Disclaimer:I don't own Gilmore Girls, or much of anything, really. Eh, except perhaps the plot.

_Don't waste your touch, you won't feel anything  
Or were you sent to save me?  
I've thought too much, you won't find anything...  
Worthy of redeeming_  
–The Leaving Song Pt. 2, AFI

**The Art of Imperfection **

**I.**

_Mistake Number One._

This is so far from anything she would have picked out. She isn't supposed to be meek and unimaginative when it comes to her future, even if it's her future in relation to sex. This whole situation is laughable. And she would laugh, too, except there's nothing really funny happening here at all and she knows it.

She's seen that look on her mothers face before. She knows this is bad because that look has never been directed towards her.

It's like a scene out of a Lifetime movie, really, the blundering joke about condoms and her mother's questioning about Dean and Is He Going To Leave Lindsay and What Was She Thinking and lots of other things but her head feels heavy and thick with stupidity.

**II.**

_Mistake Number Two._

Being walked in on was the last thing she would have asked for. Especially by every parent-type adult within her immediate family. Chris. Lorelai. Luke. _Luke_, God, she can't believe the embarrassment.

Unconsciously, she thinks that this is the type of thing that Jess would laugh at, mainly because he isn't the type of boy who gets caught, ever. Obviously covert operations aren't Logan's specialty.

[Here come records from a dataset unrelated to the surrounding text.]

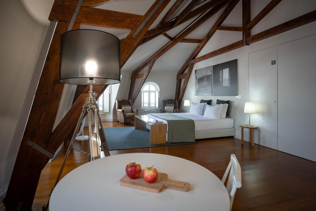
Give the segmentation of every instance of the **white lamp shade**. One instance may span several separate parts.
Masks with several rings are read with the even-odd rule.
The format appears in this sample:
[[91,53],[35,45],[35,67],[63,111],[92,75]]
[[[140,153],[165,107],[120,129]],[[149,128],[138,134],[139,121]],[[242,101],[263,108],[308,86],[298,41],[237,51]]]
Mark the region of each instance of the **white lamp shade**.
[[249,114],[253,114],[256,113],[255,108],[255,103],[253,102],[246,102],[245,103],[245,109],[244,113]]
[[184,106],[190,106],[190,101],[189,100],[185,100],[184,104],[183,104]]

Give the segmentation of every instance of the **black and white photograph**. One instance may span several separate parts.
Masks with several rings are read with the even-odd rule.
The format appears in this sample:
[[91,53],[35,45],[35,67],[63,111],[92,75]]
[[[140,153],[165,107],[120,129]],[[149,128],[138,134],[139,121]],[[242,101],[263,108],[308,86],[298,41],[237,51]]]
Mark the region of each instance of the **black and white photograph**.
[[195,95],[212,95],[211,66],[195,70]]
[[213,95],[238,95],[237,59],[213,66]]

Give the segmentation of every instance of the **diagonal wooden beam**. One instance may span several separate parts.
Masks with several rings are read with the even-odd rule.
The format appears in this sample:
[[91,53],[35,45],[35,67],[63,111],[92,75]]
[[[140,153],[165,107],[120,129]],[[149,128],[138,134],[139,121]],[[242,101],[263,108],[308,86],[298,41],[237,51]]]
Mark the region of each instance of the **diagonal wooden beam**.
[[185,8],[174,19],[174,25],[177,25],[182,21],[190,12],[195,7],[201,0],[192,0]]
[[[121,65],[127,61],[136,50],[147,30],[166,7],[170,0],[156,0],[138,23],[133,28],[121,45]],[[158,5],[159,5],[158,6]],[[157,7],[158,7],[158,8]],[[152,14],[153,12],[153,14]],[[144,25],[143,24],[145,23]],[[139,30],[139,29],[140,29]],[[138,31],[138,30],[139,30]]]
[[[191,60],[198,56],[198,55],[201,52],[201,51],[202,50],[203,48],[205,46],[205,45],[207,43],[207,42],[210,40],[210,39],[211,39],[212,36],[215,33],[217,30],[217,27],[220,26],[221,24],[224,22],[224,21],[234,9],[239,1],[239,0],[233,0],[229,3],[227,5],[227,6],[226,7],[225,9],[210,29],[210,30],[206,34],[206,35],[203,38],[200,44],[197,47],[192,54],[189,57],[185,63],[182,65],[180,69],[178,71],[178,74],[177,75],[177,84],[176,86],[175,99],[179,99],[179,98],[180,97],[180,95],[181,94],[180,90],[183,90],[183,89],[182,90],[180,90],[181,87],[181,79],[179,78],[180,76],[189,67],[191,64]],[[182,87],[183,87],[183,85],[182,86]],[[183,90],[184,92],[185,91],[185,88],[186,88],[186,86],[185,87],[185,88]]]
[[179,23],[175,25],[174,20],[168,21],[165,23],[155,28],[148,30],[145,34],[145,38],[142,41],[141,45],[149,41],[158,36],[167,32],[179,25],[200,15],[207,11],[210,9],[221,3],[226,2],[228,3],[230,0],[212,0],[210,2],[205,3],[196,9],[190,12]]
[[137,88],[137,89],[136,90],[136,91],[135,92],[135,94],[134,94],[134,96],[133,97],[132,100],[133,101],[133,102],[135,102],[135,101],[136,99],[136,98],[137,98],[137,96],[138,96],[139,92],[142,89],[142,87],[143,85],[144,85],[145,82],[146,81],[146,79],[147,79],[147,78],[148,77],[149,73],[150,72],[150,71],[151,70],[151,69],[153,68],[153,66],[154,66],[154,64],[155,64],[155,61],[156,60],[154,58],[153,58],[153,59],[151,59],[150,64],[148,66],[148,67],[147,69],[147,70],[146,71],[146,72],[145,73],[145,75],[142,79],[142,81],[141,81],[140,83],[138,85],[138,87]]
[[[155,3],[149,9],[148,11],[146,13],[144,17],[143,17],[142,19],[141,22],[142,22],[145,20],[146,17],[148,15],[151,11],[153,10],[153,8],[158,3],[159,0],[157,0]],[[144,33],[148,29],[148,28],[151,25],[152,23],[157,18],[159,14],[163,9],[168,4],[169,1],[164,1],[163,3],[159,6],[158,9],[156,12],[154,13],[151,17],[149,19],[148,21],[147,22],[146,24],[143,27],[142,30],[139,32],[137,36],[135,38],[132,37],[133,35],[133,32],[136,31],[137,29],[135,28],[138,27],[141,24],[141,22],[138,22],[137,24],[135,26],[131,32],[121,42],[121,67],[123,67],[125,63],[122,59],[124,59],[124,57],[122,56],[122,54],[126,53],[129,49],[131,48],[129,47],[137,47],[137,42],[139,42],[141,40],[142,34]],[[79,14],[78,14],[79,15]],[[114,21],[115,21],[115,20]],[[130,41],[127,40],[129,40]],[[126,45],[127,42],[129,42],[128,43],[129,45]],[[124,44],[124,43],[125,43]],[[126,55],[126,54],[124,54]],[[126,58],[125,58],[125,60]],[[64,133],[67,133],[67,135],[69,133],[69,131],[72,132],[73,131],[73,128],[76,125],[77,120],[79,118],[80,115],[80,113],[78,113],[77,111],[80,110],[86,98],[87,97],[86,93],[88,93],[86,89],[88,86],[86,86],[85,89],[83,91],[80,96],[78,98],[78,99],[75,102],[75,103],[72,105],[70,108],[69,111],[68,111],[66,115],[63,118],[59,124],[56,127],[54,131],[53,131],[52,136],[51,136],[49,140],[49,146],[48,146],[47,149],[50,151],[54,152],[54,150],[56,150],[58,148],[58,146],[60,145],[61,140],[63,140],[65,138],[65,136],[64,135]],[[94,89],[94,91],[97,93],[97,97],[98,97],[105,90],[106,87],[106,86],[95,86]],[[67,118],[70,117],[72,118],[71,119],[75,120],[74,121],[69,121],[69,119]],[[43,160],[42,162],[43,164],[45,165],[47,161],[46,160]]]
[[[45,149],[52,131],[64,85],[59,82],[60,36],[69,25],[68,22],[60,22],[55,29],[6,196],[6,210],[17,210],[19,203],[21,205],[20,210],[31,209],[44,156],[27,144],[30,141]],[[79,28],[76,23],[73,28]]]
[[[246,43],[251,44],[253,43],[315,21],[316,21],[316,10],[249,37],[246,39]],[[242,40],[237,41],[197,57],[191,61],[193,63],[197,63],[241,47],[245,46],[243,41]]]
[[200,18],[198,19],[197,19],[197,20],[194,21],[191,23],[187,26],[187,28],[183,30],[182,33],[179,33],[173,40],[170,40],[168,42],[166,43],[158,51],[149,57],[146,62],[144,62],[143,65],[135,71],[136,71],[137,70],[141,70],[144,69],[144,67],[148,65],[149,61],[151,60],[153,58],[154,58],[155,59],[157,60],[177,43],[180,42],[188,35],[200,26],[202,23],[220,10],[225,6],[226,3],[222,3],[215,6],[206,13]]
[[[53,4],[48,20],[51,21],[69,22],[75,7],[55,2]],[[142,17],[142,16],[135,14],[81,7],[76,22],[90,26],[130,30]]]
[[238,32],[242,32],[242,27],[232,27],[230,26],[218,26],[216,28],[217,30],[224,31],[235,31]]
[[282,0],[272,0],[247,25],[247,29],[251,29],[265,17]]
[[[83,7],[94,7],[99,6],[108,1],[110,0],[83,0],[82,6]],[[55,0],[55,2],[62,3],[65,5],[76,6],[78,0]]]
[[169,19],[171,17],[173,13],[177,10],[179,7],[181,5],[184,0],[177,0],[173,5],[171,6],[169,10],[166,13],[165,16],[163,16],[162,19],[160,21],[160,22],[158,24],[157,26],[159,26],[162,24],[163,24],[166,22],[167,22]]
[[250,22],[250,0],[242,0],[242,35],[246,38],[251,35],[250,29],[247,25]]
[[[209,41],[210,39],[213,36],[213,34],[215,33],[216,31],[217,27],[219,26],[226,19],[226,18],[228,16],[230,12],[233,10],[233,9],[235,7],[237,3],[238,3],[239,0],[233,0],[232,1],[228,4],[227,6],[226,7],[223,12],[217,19],[215,23],[210,29],[210,30],[204,36],[204,37],[202,40],[202,41],[200,43],[200,44],[198,46],[195,48],[192,54],[189,57],[189,58],[186,60],[185,62],[178,71],[178,76],[177,78],[179,78],[179,76],[183,73],[185,70],[188,68],[190,65],[190,61],[193,59],[197,56],[198,55],[202,50],[202,49],[205,45],[206,44],[207,42]],[[179,89],[177,90],[177,92],[176,92],[176,96],[179,96],[180,94]],[[177,99],[177,97],[176,99]]]
[[185,78],[184,81],[183,82],[183,84],[182,85],[182,88],[181,89],[181,91],[180,92],[179,97],[178,99],[179,101],[179,104],[181,104],[181,102],[183,99],[183,96],[184,96],[184,93],[185,92],[185,90],[186,89],[186,87],[188,85],[188,83],[190,79],[190,77],[191,76],[191,73],[192,72],[192,70],[193,70],[193,67],[194,66],[194,64],[193,63],[190,64],[189,67],[189,69],[188,71],[185,75]]
[[184,38],[180,42],[186,42],[190,43],[199,43],[202,42],[201,39],[190,39]]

Maybe this is just something that weddings do to her, like some sort of chemical balancing problem that her brain can't correct. Perhaps it's a shot of loneliness. She can't really be sure, mainly because Lorelai has that expression that she's slowly getting used to seeing at all the wrong moments.

**III.**

_Mistake Number Three._

It's late into summer and she still has nothing to do with herself. Hell, it's not even summer anymore, it's nearly her twenty-first birthday and for some inexplicable reason she doesn't want it to come.

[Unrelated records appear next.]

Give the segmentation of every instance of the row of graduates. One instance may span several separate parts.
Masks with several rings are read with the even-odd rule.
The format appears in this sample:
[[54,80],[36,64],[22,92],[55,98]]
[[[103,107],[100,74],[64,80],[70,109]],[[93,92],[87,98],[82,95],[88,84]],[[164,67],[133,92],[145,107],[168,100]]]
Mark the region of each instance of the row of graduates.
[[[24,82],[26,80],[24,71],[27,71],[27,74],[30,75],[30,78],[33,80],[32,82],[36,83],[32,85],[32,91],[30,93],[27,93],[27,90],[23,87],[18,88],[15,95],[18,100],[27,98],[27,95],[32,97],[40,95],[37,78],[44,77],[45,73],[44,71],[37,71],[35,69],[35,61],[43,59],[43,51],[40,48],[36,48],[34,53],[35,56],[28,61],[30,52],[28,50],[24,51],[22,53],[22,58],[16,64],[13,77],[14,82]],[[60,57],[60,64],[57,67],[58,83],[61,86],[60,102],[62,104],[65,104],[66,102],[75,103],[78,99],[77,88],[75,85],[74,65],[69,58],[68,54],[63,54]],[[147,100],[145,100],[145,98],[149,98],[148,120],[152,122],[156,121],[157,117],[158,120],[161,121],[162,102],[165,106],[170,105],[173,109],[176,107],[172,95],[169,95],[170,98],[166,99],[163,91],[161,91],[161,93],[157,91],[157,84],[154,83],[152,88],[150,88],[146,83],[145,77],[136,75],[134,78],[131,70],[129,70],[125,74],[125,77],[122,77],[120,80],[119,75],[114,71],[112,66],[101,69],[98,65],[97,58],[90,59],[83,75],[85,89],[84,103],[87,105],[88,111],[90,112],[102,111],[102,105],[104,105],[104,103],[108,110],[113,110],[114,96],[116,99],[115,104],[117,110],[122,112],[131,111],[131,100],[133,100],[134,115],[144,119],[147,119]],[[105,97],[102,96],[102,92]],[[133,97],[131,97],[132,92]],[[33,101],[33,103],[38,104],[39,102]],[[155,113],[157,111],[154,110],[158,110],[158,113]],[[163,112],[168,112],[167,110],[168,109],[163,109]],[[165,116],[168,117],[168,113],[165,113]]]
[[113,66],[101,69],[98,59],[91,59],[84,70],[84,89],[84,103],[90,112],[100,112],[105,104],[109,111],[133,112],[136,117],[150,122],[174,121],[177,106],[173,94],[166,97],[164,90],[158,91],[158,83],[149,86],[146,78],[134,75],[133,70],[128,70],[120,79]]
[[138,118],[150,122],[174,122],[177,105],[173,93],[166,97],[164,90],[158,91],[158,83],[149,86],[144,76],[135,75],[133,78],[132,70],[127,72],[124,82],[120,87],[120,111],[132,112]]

She can feel the looks her grandfather gives her, disappointed but forgiving all at the same time. It's then that she looks quickly away, feeling guilty and deceitful because she knows there's everything to hide.

At first she doesn't notice when it's just her grandmother trying to shlep her around, showing her off in her classy little black dress that she picked out for her, neat and pressed, something to go with the sparkling twenty-one of her birthday cake. She suddenly notices that her grandfather isn't there.

And there's Logan, kissing her cheek, saying: Happy Birthday, Ace. It takes her a couple of seconds to respond, the undertow of guilt pulling her below the placid surface, her grandfather's face–expression–is burned into her for one brilliantly conscience moment.

Now she knows what that look was supposed to mean.

**IV.**

_Mistake Number Four_

By now, she really should know better than this. Than lying. To Logan, to her mother, to herself. It's helping no one, least of all her, but the truth would sound so ridiculous that she doesn't bother to mention it.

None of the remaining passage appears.